ATR veut produire une version « Neo » remotorisée de son ATR 72, à l’horizon 2020-2022. | PASCAL PAVANI / AFP

ATR a choisi de faire contre mauvaise fortune bon cœur. Le constructeur d’avions à hélices, contrôlé à parité par l’européen Airbus et l’italien Finmeccanica, a été obligé de renvoyer aux calendes grecques son projet d’appareil de plus de 100 places. Airbus ne veut pas en entendre parler. Trop cher ! Environ 2 milliards d’euros. Pour ce dernier, la priorité n’est plus à la dépense. Au contraire, le groupe présidé par l’Allemand Tom Enders veut d’abord porter sa rentabilité à 10 % pour réduire l’écart avec son grand rival Boeing.

Faute de nouveaux projets, Patrick de Castelbajac, PDG d’ATR, a revu ses ambitions à la baisse. Il s’est lancé dans la modernisation de la production actuelle de son groupe. Un coup de jeune en deux étapes. Avec comme principal bénéficiaire l’ATR 72, un appareil de 78 sièges et vaisseau amiral de la flotte. D’abord, « l’objectif est de diminuer la consommation de l’avion de 15 % et de réduire ses frais de maintenance de 20 % », précise Laurence Rigolini, secrétaire générale d’ATR. Dans un second temps, pas avant « 2020, 2022 », l’avionneur veut produire une version « Neo », remotorisée de son ATR 72. Elle aussi bien moins gourmande en pétrole.

ATR tient absolument à conserver la réputation de sobriété de ses appareils. Pendant les années où les prix du pétrole étaient au plus haut, cet avantage lui a permis d’échapper à la faillite. Un ATR consomme moitié moins de carburant qu’un jet. Mais avec la chute des cours du brut, l’ATR est devenu moins compétitif. Ainsi, reconnaît la secrétaire générale :

« Depuis un an et demi avec un prix du carburant très bas nous ne sommes pas gâtés »

L’espoir renaît. « Depuis le début de l’année, le prix du pétrole est passé de 30 à 45 dollars, voire même à 50 dollars », constate la dirigeante.

77 % de part de marché sur les avions à hélices

Pour l’instant, ATR a su passer la crise sans trop d’encombres. Ses ventes n’ont pas souffert. En 2015, le groupe a même enregistré une année record avec 76 commandes et 88 livraisons. Pour 2016, l’avionneur fait preuve d’un optimisme mesuré. Il ne prévoit que « 90 livraisons et autant de commandes ». Avec trois ans de production dans son carnet de commandes, soit 260 appareils, ATR a le temps de voir venir. Sur le segment des avions à hélices, la filiale d’Airbus et de Finmeccanica est le leader incontesté avec 77 % de part de marché.

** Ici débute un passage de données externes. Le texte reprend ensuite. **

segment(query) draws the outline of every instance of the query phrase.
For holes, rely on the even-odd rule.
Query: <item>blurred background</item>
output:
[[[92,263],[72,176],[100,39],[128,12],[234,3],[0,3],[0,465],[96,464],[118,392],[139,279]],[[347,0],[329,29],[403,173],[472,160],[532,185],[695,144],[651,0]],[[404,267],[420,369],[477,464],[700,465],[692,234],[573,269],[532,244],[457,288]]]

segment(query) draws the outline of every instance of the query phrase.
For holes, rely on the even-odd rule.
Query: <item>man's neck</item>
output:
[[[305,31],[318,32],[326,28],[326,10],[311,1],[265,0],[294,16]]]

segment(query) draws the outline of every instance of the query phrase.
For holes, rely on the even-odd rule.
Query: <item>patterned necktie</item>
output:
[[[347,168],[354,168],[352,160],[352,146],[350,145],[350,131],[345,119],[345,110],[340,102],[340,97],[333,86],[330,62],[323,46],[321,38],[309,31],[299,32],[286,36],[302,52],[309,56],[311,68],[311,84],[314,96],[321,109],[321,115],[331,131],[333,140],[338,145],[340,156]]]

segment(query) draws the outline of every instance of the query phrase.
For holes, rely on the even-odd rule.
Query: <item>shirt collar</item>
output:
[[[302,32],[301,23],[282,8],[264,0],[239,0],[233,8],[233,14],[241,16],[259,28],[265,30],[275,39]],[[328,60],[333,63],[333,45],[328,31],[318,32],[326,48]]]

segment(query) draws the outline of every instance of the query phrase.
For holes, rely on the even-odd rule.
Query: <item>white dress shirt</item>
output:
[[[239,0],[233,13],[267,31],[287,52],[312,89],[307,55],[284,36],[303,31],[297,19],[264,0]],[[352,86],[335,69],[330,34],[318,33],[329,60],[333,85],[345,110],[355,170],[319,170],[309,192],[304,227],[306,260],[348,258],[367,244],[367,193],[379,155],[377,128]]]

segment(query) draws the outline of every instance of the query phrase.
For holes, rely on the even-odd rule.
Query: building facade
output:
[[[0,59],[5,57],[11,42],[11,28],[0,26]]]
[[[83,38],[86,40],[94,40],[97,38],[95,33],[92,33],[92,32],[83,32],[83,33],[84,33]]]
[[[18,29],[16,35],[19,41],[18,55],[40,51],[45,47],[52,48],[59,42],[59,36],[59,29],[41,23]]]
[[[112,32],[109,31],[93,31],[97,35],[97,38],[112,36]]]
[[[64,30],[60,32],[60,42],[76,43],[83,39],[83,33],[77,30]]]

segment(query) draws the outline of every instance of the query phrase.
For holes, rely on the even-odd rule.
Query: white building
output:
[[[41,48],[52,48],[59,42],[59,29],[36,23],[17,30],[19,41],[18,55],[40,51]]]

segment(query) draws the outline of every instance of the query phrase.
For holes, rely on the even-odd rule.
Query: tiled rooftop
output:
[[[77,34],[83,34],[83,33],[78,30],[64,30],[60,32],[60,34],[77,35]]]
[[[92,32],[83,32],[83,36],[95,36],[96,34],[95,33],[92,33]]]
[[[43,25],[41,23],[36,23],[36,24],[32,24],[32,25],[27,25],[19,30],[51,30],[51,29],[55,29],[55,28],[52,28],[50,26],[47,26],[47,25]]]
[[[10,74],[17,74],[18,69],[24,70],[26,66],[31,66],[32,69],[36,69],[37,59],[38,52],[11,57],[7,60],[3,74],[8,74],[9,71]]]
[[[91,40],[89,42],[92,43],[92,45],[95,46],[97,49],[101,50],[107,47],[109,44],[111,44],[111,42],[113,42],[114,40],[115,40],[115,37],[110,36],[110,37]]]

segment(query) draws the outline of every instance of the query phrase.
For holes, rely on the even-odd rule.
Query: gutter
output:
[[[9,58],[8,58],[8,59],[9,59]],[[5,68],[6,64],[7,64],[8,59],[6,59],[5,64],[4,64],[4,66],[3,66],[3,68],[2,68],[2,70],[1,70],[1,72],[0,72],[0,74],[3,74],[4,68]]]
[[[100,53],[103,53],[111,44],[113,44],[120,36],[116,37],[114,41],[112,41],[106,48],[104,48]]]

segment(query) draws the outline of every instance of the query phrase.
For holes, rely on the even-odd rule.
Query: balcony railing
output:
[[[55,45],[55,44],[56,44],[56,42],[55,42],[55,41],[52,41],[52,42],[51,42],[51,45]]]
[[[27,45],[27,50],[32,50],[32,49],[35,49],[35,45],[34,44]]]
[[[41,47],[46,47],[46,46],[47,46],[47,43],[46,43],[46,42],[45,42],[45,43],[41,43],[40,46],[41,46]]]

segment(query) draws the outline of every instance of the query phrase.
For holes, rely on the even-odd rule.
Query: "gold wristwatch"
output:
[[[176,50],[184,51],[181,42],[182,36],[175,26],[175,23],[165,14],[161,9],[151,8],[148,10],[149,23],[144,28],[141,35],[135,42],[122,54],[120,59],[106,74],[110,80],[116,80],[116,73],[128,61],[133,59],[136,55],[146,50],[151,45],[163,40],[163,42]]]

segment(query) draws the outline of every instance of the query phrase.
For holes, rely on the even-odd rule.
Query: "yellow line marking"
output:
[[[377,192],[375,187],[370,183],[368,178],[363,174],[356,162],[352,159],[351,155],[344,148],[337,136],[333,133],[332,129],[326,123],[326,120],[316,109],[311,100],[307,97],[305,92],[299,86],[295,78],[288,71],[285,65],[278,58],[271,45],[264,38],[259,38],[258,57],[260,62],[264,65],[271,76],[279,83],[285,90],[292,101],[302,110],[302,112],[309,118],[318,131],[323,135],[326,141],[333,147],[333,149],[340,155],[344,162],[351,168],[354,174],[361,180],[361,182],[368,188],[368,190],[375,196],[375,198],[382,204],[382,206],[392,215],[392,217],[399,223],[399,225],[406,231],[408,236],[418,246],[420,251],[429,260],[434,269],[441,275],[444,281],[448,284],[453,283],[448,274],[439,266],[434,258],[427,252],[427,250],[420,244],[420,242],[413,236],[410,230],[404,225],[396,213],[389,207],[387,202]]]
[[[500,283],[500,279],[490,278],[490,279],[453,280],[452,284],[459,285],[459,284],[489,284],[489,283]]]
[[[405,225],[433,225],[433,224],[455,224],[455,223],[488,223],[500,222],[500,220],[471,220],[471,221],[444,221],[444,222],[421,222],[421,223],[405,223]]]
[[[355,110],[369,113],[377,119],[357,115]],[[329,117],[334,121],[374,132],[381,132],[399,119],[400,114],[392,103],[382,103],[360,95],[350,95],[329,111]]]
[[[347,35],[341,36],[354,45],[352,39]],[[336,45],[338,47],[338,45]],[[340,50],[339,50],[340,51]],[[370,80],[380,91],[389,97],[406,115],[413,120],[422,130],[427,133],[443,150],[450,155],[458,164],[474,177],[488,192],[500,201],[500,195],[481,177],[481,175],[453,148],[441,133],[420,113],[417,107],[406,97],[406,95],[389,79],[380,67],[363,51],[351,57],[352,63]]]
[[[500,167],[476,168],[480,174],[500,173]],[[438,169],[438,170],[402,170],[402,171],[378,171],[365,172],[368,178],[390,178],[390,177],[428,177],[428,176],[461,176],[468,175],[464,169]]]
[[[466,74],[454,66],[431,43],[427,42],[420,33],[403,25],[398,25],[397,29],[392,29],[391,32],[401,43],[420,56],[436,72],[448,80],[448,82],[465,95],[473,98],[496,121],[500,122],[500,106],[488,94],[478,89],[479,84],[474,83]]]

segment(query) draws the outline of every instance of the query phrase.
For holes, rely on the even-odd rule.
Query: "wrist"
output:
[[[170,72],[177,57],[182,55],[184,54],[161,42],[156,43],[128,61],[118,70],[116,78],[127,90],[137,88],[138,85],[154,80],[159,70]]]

ATR fonde aussi beaucoup d’espoirs sur le marché indien.

Sans l’avouer directement, l’idée de l’avionneur est d’anticiper une remontée durable des cours du pétrole. Sans attendre, ATR a « mis en place une stratégie de redéploiement », indique Mme Rigolini. Il a ouvert un bureau à Pékin il y a un an. La Chine fait figure d’eldorado en puissance. Alors que les avions régionaux représentent 25 % de la flotte mondiale d’appareils, ils ne sont que 2,5 % dans l’ex-empire du milieu. « Un potentiel énorme », s’enthousiasme Mme Rigolini. ATR fonde aussi beaucoup d’espoirs sur le marché indien. Les compagnies du sous-continent pourraient être intéressées par des avions à hélices afin d’« alimenter leurs hubs régionaux », estime la secrétaire générale. Il y aurait déjà « de gros contrats en discussion ».

Outre la Chine et l’Inde, ce sont les Etats-Unis qui pourraient stimulter les ventes d’ATR. La flotte d’avions régionaux y est plus que vieillissante avec vingt-six ans de moyenne d’âge. ATR prévoit qu’il faudra y remplacer à moyen terme plus de 300 avions à hélices. Une manne d’importance pour l’avionneur, qui vend son ATR 72, au prix catalogue, à 27 millions de dollars (24,3 millions d’euros).